Do any of these words describe what you feel?
- Emotionally and/or physically exhausted, overwhelmed, at the breaking point—or, flat out burned out?
- Nervous, anxious, depressed, stressed?
- Impatient? Frustrated?
- Guilty for not doing enough for your adult family member, your own family or your employer—or for resenting your caregiver role?
- Angry that you’re caring for someone you don’t like, have never gotten along with, or wasn’t kind to you?
- Wracked with grief for your losses and the should-have-beens?
Do you ever wish it would just be over so you could get your “regular” life back?
Pay attention to your feelings. Don’t minimize them! You may not be able to change the situation but even minor tweaks can keep you sane and healthy.
Issues to Consider
Problems and solutions.
Try to figure out what is making you feel the way you do and see if there are ways to reduce the feeling. Decide what you need—and what is realistic. If you’re overwhelmed, for example, can you delegate or outsource responsibilities and tasks?
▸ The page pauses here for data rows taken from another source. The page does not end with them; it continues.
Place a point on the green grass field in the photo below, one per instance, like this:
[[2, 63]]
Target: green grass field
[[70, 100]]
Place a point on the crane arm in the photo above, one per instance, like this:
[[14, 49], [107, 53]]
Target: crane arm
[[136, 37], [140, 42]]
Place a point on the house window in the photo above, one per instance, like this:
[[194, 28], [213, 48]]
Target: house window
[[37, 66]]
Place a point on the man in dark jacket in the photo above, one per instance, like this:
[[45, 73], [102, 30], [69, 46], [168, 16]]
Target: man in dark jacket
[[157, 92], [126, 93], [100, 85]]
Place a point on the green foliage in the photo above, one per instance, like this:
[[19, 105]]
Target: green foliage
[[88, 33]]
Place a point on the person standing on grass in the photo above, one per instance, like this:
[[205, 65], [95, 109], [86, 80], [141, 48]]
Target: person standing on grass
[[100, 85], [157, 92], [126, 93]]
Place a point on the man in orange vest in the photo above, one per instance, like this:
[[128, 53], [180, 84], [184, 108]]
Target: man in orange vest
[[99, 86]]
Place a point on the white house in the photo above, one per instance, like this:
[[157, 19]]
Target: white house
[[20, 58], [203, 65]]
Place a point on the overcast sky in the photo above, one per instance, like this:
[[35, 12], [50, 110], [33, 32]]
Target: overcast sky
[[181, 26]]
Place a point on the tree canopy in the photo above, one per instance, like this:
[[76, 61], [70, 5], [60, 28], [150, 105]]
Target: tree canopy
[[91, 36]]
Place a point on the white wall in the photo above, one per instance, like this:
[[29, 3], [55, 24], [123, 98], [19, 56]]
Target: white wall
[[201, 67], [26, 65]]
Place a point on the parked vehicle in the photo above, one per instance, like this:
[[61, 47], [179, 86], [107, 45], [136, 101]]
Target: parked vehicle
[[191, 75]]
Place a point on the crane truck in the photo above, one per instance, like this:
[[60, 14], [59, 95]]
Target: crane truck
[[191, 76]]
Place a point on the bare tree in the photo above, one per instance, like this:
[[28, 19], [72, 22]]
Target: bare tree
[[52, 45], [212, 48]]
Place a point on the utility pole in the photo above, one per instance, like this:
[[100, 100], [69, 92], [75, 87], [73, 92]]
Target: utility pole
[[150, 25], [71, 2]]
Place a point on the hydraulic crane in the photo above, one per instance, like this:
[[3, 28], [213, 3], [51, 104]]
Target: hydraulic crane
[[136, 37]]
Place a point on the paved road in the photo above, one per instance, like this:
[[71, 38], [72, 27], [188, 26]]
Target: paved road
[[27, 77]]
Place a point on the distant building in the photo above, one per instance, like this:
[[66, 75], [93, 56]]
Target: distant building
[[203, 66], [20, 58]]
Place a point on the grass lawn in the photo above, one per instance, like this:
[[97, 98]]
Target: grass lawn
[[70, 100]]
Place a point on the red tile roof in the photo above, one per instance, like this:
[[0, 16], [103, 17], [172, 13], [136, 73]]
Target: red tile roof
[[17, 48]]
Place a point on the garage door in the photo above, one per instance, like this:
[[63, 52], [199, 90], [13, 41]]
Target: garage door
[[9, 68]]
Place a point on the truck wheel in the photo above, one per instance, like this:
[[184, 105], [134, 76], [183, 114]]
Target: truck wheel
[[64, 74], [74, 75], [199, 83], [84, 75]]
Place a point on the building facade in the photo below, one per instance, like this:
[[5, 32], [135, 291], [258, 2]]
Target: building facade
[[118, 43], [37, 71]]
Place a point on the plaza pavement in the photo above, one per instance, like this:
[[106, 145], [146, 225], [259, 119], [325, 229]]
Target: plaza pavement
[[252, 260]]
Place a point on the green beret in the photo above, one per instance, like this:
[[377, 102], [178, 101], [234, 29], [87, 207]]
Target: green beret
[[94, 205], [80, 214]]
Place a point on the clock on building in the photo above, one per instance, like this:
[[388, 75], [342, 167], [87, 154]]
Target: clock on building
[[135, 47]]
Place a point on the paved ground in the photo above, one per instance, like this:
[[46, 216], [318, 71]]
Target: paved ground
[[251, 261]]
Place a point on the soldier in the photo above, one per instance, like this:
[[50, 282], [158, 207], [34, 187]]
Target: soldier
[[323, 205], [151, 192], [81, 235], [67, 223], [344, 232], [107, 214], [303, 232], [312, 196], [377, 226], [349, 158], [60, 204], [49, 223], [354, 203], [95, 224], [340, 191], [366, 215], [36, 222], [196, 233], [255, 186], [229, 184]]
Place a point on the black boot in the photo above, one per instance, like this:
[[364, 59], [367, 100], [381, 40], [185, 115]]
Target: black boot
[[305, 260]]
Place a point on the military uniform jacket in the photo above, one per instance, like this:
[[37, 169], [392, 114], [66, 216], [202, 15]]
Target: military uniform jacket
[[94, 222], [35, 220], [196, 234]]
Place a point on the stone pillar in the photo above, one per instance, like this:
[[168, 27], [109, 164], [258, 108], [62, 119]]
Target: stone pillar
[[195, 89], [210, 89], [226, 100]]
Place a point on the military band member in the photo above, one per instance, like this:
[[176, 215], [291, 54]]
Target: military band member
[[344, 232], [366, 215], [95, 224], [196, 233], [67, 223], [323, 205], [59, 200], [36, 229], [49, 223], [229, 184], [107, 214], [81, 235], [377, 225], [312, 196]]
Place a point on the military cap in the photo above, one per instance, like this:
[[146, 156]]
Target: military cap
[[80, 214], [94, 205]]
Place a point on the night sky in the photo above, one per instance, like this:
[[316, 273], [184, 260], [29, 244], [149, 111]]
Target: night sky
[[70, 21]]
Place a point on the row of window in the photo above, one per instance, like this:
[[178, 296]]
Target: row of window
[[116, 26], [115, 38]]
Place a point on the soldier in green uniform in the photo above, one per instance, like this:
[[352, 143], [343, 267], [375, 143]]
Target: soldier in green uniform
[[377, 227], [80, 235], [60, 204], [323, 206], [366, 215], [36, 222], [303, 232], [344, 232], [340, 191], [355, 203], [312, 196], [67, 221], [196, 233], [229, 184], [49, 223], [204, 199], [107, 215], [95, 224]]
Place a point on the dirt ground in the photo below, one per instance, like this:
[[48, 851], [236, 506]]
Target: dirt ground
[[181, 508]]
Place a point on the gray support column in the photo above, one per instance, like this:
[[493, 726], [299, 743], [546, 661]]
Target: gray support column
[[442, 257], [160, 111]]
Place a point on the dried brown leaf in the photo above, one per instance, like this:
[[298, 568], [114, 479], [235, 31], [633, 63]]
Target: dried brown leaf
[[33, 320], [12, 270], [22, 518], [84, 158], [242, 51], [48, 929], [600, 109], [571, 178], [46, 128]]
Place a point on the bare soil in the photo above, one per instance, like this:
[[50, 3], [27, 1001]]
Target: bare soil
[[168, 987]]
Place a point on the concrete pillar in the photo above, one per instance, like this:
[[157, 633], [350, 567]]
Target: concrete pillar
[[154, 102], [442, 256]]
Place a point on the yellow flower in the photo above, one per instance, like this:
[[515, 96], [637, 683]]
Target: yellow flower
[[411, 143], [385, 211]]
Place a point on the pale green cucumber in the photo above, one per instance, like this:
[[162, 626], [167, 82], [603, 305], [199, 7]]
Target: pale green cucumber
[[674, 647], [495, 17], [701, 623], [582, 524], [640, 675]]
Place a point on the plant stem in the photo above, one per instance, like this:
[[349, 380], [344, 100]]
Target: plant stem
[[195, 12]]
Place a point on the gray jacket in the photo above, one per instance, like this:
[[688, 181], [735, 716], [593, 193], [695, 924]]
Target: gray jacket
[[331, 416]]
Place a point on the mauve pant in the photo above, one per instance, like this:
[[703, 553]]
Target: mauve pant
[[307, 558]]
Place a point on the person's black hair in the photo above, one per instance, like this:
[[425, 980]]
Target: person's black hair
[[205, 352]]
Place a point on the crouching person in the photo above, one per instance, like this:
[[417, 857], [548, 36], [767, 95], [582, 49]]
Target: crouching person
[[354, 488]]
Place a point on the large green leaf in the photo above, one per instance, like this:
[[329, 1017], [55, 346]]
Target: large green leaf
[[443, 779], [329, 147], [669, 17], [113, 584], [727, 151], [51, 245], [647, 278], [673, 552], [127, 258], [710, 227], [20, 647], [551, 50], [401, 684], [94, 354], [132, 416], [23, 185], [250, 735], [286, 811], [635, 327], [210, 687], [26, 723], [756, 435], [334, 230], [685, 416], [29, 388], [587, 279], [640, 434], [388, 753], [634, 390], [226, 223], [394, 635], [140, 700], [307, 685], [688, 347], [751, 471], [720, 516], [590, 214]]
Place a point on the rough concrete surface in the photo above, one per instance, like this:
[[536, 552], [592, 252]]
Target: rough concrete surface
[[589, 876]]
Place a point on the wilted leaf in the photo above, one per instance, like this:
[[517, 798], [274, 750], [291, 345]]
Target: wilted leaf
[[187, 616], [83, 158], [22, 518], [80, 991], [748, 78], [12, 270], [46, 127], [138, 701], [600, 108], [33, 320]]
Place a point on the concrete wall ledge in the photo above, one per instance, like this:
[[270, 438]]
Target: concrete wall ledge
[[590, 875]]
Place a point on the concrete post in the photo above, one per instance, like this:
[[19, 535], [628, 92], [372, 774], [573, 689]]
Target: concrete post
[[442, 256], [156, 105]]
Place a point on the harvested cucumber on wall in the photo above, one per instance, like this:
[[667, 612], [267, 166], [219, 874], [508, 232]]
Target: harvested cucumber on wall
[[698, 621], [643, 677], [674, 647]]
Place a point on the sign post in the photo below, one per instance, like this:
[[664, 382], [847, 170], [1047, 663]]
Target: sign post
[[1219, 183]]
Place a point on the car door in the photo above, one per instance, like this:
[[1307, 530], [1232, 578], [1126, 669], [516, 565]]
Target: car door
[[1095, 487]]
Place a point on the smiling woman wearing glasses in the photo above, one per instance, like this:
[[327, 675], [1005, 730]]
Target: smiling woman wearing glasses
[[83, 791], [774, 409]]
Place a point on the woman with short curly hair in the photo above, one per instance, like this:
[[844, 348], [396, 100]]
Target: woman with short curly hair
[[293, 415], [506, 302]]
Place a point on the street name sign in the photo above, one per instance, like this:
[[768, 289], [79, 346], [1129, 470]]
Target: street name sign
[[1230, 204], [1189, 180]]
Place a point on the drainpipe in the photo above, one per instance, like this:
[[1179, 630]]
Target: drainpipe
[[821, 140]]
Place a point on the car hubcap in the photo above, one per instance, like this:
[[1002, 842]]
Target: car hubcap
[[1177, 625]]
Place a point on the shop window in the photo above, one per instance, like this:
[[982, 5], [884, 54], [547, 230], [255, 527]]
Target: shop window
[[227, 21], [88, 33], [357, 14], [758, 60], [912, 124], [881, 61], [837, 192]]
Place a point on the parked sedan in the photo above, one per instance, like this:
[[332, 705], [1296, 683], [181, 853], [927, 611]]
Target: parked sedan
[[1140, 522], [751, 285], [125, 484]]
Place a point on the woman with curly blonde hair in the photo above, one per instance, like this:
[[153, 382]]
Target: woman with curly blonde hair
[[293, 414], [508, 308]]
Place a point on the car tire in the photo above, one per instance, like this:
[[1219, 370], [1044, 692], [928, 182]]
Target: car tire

Can you have friends sign up on an online care coordination service to help with errands and tasks? Are there support groups online, on the telephone, or in person, for you to vent, share ideas, or just listen? Or, would a geriatric care manager (now known as an “aging life care professional”) who knows the services in your area and can tailor them to your parent’s needs be best?
Taking time for you.
Is there a way to get time for yourself or at least a break from caregiving? Stress can harm your immune system so pay attention to your body and your emotions. Gaining distance, even for a short time, can let your mind refresh. Read a book. Have coffee with a friend. Hit the gym. Really, anything that is relaxing, fun or gives you meaning.
Can another family member or a professional take over for a few hours or a weekend? Would respite care make sense, either in your family member’s home or in a place specializing in temporary stays (i.e. assisted living and nursing homes)? Have you explored adult day care where your parent spends several hours socializing in a structured environment? Many senior centers have programs.
Dealing with dementia.
If you’re a dementia caregiver, there may be memory cafes in your area where you and your family member can get together with those in similar straits. Some communities have Alzheimer’s programs at museums, the movies or elsewhere.
What resources are in your community? The more information you have, the better for you and your family member.